Beeching’s cuts illustrate the folly of evaluating infrastructure (or content strategy) purely on narrow, short-term financial metrics. Organizations that dismantle their teams in favor of AI will likely find it difficult to reverse course and repair the damage years down the line. Replacing writers with AI risks eroding the connective tissue that defines your content ecosystem and underpins long-term performance: authority, context, nuance, trust, and brand identity.

Experienced content creators won’t wait for organizations to realize their true value. If enough leave the industry, and with fewer opportunities for the next generation to gain skills, the talent pool will shrink significantly. As with the Beeching cuts, rebuilding your content team will likely cost far more in the long term than any short-term savings, especially when factoring in months or years of low-performing content.
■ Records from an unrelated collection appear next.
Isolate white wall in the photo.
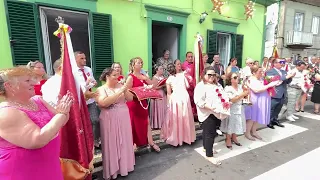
[152,26,179,60]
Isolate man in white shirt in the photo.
[74,51,100,147]
[41,59,62,107]
[287,61,307,121]
[194,66,227,165]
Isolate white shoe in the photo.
[206,157,222,165]
[287,115,296,122]
[216,129,222,136]
[291,114,299,120]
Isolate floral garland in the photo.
[309,66,319,84]
[301,74,313,93]
[216,88,231,110]
[263,76,281,97]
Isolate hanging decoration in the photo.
[211,0,225,14]
[199,12,208,24]
[244,1,255,20]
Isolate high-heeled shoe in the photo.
[231,140,242,146]
[225,140,232,150]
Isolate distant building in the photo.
[277,0,320,59]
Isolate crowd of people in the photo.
[0,50,320,180]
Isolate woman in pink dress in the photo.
[126,57,160,152]
[0,67,73,180]
[27,61,48,96]
[150,66,167,129]
[96,68,135,179]
[161,60,196,146]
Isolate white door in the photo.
[218,33,231,68]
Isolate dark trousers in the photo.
[202,114,219,157]
[270,97,284,124]
[87,102,100,142]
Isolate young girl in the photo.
[150,66,167,129]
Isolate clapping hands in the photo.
[56,91,74,122]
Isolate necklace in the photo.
[8,101,38,111]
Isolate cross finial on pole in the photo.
[55,16,64,24]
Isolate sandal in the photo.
[207,157,222,165]
[149,144,161,153]
[251,134,262,140]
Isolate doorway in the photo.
[218,32,231,67]
[152,22,180,74]
[39,6,92,75]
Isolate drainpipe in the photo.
[277,0,288,57]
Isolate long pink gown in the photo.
[161,73,196,146]
[100,88,135,179]
[0,96,63,180]
[150,76,167,129]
Know What You’re Cutting Before You Wield The Axe

According to your spreadsheet, AI-generated content may indeed appear cheaper to produce. However, the effectiveness of your content strategy doesn’t hinge on publishing more for less. This isn’t a situation where just “any old content” will suffice.

Beware of falling into the Beeching trap. Your content workflows might only seem “loss-making” on paper because your current metrics fail to capture all the ways your content delivers strategic value to your business.

Content is not a cost center; it never was. Content is the infrastructure of your brand’s discoverability, making it more critical than ever in the AI era. This isn’t a debate about “human vs. AI content.” It’s about equipping skilled people with the tools to create work worthy of being found, cited, and trusted.

So, before you start swinging the axe, ask yourself: Are you cutting waste, or are you dismantling the very system that makes your brand visible and credible in the first place?